Perhaps a different question, and I believe a better question, is “Why didn’t you bring charges of sexual harassment immediately after you left the EEOC?” To understand the muteness of my response, one must
understand that I wanted most of all for the behavior to stop. That was my chief objective throughout. I found a way to make that happen by removing myself from the situation. Even in hindsight I am convinced that there was no way to stop the harassment decisively except by leaving. What were the precedents? There was a woman in the District of Columbia who sued Department of Corrections officials for harassment she experienced in the late 1970s. She is still attempting to obtain relief for her harm despite the fact that she won her suit years ago. I also recall one of the very first sexual harassment lawsuits ever filed. The woman involved in this case, Paulette Barnes, was an African American suing her supervisor in the Environmental Protection Agency, complaining that he stripped her of all job responsibilities after she rejected his sexual advances, ultimately abolishing her position altogether. I know of a third woman whose career as a doctor was stalled for over ten years because as a resident she complained about a doctor’s harassment. I also know of countless women who changed college majors or professional careers and sometimes even relocated to other cities in lieu of confronting their harassers.
These were my options. I assessed the situation and chose not to file a complaint. I had every right to make that choice. And until society is willing to accept the validity of claims of harassment, no matter how privileged or powerful the harasser, it is a choice women will continue to make. I do not believe that in the early 1980s I lived and worked in a society, either in Washington or in Tulsa, that would have supported my right to raise a claim of harassment against the head of the EEOC. And given the state of the law and what occurred in 1991, I do not believe that a complaint would have stopped what was happening. For years I made the choice to remain silent about my experience and to push on in my life. I made that choice, like many other women, because I thought that it was my only choice.

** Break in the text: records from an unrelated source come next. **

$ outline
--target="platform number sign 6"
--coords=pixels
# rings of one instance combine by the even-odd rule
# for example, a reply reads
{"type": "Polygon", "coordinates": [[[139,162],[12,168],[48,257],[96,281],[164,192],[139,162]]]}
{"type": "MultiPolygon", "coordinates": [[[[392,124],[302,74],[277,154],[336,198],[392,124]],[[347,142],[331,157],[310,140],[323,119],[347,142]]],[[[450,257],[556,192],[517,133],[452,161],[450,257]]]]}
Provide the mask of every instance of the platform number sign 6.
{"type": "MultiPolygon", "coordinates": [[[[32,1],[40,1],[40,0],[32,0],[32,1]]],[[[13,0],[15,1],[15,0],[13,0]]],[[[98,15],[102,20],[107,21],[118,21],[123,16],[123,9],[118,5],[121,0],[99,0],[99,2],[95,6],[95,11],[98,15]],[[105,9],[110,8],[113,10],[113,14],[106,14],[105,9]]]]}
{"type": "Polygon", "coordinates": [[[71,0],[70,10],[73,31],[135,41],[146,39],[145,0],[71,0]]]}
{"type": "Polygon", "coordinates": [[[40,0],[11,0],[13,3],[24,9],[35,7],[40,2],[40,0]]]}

Even today most women choose to keep to themselves the slights, innuendos, harassment, and abuse they experience—because they are women. I hear from former students, now young lawyers working with seasoned professionals and struggling to maintain their dignity and their jobs in this kind of ongoing balancing act. I hear
from middle-aged and older women who believe that their silence has allowed them to survive both economically and socially. In the world according to Senator DeConcini, all these women are sorely lacking in gumption. Yet they function in a world that encourages them to question their own reaction and to stop being “so sensitive” to the pain of their experiences. That alone takes a lot of gumption.
DeConcini also misrepresented the sequence of events that led to my statement to the Senate. No one contests that my first contact with the Senate came at the initiation of Senate staffers; it was a point I sought to stress at the press conference and one that was not debatable. Therefore, not only did I not make a call to the Senate and say that I wanted to complain, but there was never any anonymity. The Senate staffers called me and thus always had my name and my location. By the time of the hearings they had ample information about my background. Even Senator Simpson, in a rare display of probity on the matter, allowed that at least some Democrats on the committee had my name as early as September 23.